Dispatch a **fresh grading subagent** to run `/interface-grader`. The subagent has NO knowledge of what changes were made — it only sees the current file state. This eliminates self-grading bias.

The subagent must:
- Take all required screenshots (desktop 1440px + mobile 375px per page type)
- Run full code pass on ALL criteria (not just the ones expected to change)
- Run visual pass on ALL criteria
- Produce a complete grade file with delta from previous

#### Step 6: Keep or Revert

Compare `new_score` vs `baseline_score`:
- **If `new_score >= baseline_score - tolerance`**: KEEP. Update baseline.
- **If `new_score < baseline_score - tolerance`**: REVERT with `git checkout -- <files>`. Log failure.

#### Step 7: Record

Append entry to `grades/CHANGELOG.md` (see `references/grading-artifacts.md` for format).

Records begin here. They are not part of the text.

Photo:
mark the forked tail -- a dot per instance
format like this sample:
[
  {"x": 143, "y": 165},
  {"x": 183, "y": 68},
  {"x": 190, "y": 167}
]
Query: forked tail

#### Step 8: Plateau Detection

If last 2 consecutive iterations showed no score improvement (kept but same score, or both reverted), stop early — the site has plateaued at the current approach.

### Phase 2: Wrap-Up

1. Print the full improvement log showing all iterations
2. Show total improvement: `final_score - original_baseline`
3. Commit final state
4. Create learnings document at `docs/solutions/ui/autoimprove-<target>-learnings.md`
5. Kill the local HTTP server

## Grading Protocol

**Critical: Grading must be isolated from the fixing context.**

Dispatch a subagent for every grade:

```
Agent(
  subagent_type: "general-purpose",
  description: "Grade UI iteration N",
  prompt: "Run /interface-grader on <target>.
    Take screenshots at desktop 1440px and mobile 375px for each page type.
    Grade ALL criteria — do not skip any.
    Write the grade file to grades/grade-<NNN>.md.
    Copy to grades/grade-latest.md.
    If grades/grade-latest.md already exists, include a DELTA section.
    Return the overall score percentage and the weakest category."
)
```

The subagent sees only the current file state. It does not know what changes were made or what the previous score was (it reads grade-latest.md for delta computation, but this is the previous grade, not knowledge of changes).

## Additional Resources

### Reference Files

- **`references/batching-strategy.md`** — When to batch independent changes vs isolate dependent ones. Includes dependency analysis framework.
- **`references/grading-artifacts.md`** — Grade file format, changelog entry format, learnings document template. All artifact specifications.

## Key Principles

1. **The grader is a black box.** Never skip criteria. Never assume a change only affects one area.
2. **Batch by independence, not by count.** Group changes that can't interact. Isolate changes that can.
3. **Every iteration produces artifacts.** A grade file and a changelog entry. No mental re-grading.
4. **Git is the safety net.** Checkpoint before every change. Revert is always one command away.
5. **Tolerance handles noise.** A 1-2 point score fluctuation is grading variance, not regression.